Ruth Cranston | |
Birth Date: | November 14, 1887 |
Birth Place: | Cincinnati, Ohio |
Death Date: | April 2, 1956 |
Death Place: | New York City |
Occupation: | Writer |
Parents: | Earl Cranston and Laura A. (Martin) Cranston |
Ruth Cranston (pseudonym, Anne Warwick; November 14, 1887 - April 2, 1956)[1] was an American author and lecturer on religion and other subjects.
A daughter of Methodist Bishop Earl Cranston, Ruth Cranston was born in Cincinnati, Ohio. She was taught by tutors in France and Switzerland, and traveled frequently with her family on her father's missionary work. She returned to the United States for college, and graduated from Goucher College in 1908.[2] While in college she wrote three articles on what women can do after graduation, which were published in The Delineator. She then went to travel abroad, first to Vienna, where she penned some articles for American publications.[3]
Turning to writing novels, she proceeded to publish a number of novels under the pseudonym "Anne Warwick",[4] including seven novels by 1915.[5] Her first novel, Compensation (1911), caused a stir in Washington, D.C. social circles.[6] She married William Bleecher Newlin in London in July 1911.[7] Her last Warwick book was published in 1918.
Cranston returned to the United States in 1919, after working for close to a year with the Red Cross, and by this time apparently divorced.[8] She later worked in Geneva for ten years promoting international cooperation movements.

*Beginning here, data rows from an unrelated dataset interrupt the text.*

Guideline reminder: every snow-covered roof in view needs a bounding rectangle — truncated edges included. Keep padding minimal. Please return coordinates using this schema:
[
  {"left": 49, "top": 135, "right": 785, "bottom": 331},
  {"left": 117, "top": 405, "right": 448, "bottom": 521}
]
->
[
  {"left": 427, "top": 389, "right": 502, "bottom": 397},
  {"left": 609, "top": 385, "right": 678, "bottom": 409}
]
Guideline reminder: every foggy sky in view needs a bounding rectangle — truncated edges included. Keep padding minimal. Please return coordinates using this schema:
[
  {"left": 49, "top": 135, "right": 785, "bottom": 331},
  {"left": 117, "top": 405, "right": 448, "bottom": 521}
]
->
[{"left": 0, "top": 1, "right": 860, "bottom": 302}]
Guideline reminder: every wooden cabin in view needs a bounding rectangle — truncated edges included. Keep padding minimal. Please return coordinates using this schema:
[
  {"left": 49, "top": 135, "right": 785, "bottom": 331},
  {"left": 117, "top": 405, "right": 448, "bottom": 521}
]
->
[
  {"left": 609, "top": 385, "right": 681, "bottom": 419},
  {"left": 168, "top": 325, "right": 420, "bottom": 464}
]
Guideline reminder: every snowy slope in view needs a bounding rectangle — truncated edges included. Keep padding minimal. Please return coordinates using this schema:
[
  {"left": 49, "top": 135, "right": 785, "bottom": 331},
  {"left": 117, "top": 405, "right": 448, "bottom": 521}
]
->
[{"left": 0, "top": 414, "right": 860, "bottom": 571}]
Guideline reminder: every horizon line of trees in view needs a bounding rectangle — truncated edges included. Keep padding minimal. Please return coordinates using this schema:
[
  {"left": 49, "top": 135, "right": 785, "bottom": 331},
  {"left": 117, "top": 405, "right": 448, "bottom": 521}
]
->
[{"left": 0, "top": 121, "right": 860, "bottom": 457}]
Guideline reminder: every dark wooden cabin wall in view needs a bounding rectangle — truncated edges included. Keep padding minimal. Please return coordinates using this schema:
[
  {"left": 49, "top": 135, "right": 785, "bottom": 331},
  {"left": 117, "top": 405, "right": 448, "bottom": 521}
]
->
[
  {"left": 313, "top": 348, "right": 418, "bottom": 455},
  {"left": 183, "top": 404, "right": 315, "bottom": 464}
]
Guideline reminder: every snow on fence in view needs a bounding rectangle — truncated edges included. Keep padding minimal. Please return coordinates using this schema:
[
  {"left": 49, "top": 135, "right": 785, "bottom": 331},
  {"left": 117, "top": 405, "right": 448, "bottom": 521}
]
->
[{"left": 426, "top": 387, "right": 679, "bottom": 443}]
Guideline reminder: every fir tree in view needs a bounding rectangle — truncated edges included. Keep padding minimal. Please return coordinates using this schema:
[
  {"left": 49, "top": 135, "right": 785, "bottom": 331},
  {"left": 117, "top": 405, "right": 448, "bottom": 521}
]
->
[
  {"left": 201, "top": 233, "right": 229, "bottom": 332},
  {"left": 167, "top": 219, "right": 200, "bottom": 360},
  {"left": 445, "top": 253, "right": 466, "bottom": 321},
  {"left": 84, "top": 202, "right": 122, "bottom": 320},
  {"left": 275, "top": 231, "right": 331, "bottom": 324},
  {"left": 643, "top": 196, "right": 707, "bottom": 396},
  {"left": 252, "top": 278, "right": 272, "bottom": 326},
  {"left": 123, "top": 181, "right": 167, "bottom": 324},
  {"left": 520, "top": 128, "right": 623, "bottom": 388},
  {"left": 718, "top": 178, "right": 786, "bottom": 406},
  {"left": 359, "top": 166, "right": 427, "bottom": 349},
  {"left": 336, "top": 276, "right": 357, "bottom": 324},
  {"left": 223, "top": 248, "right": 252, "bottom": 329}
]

Her books published under her own name, which came in her later years, focused on non-fiction and religious subjects, including a biography of Woodrow Wilson (Cranston had gone to college to Wilson's daughters), a history of major religions (World Faith),[9] and The Miracle of Lourdes (1955) about the Our Lady of Lourdes shrine.
She lived in Sierra Madre, California in her later years, and died at St. Luke's Hospital on April 2, 1956, while on a lecture tour. Her New York Times obituary did not mention her early writings as Anne Warwick.[2]
The Miracle of Lourdes was last reissued, in an expanded version, in 1988.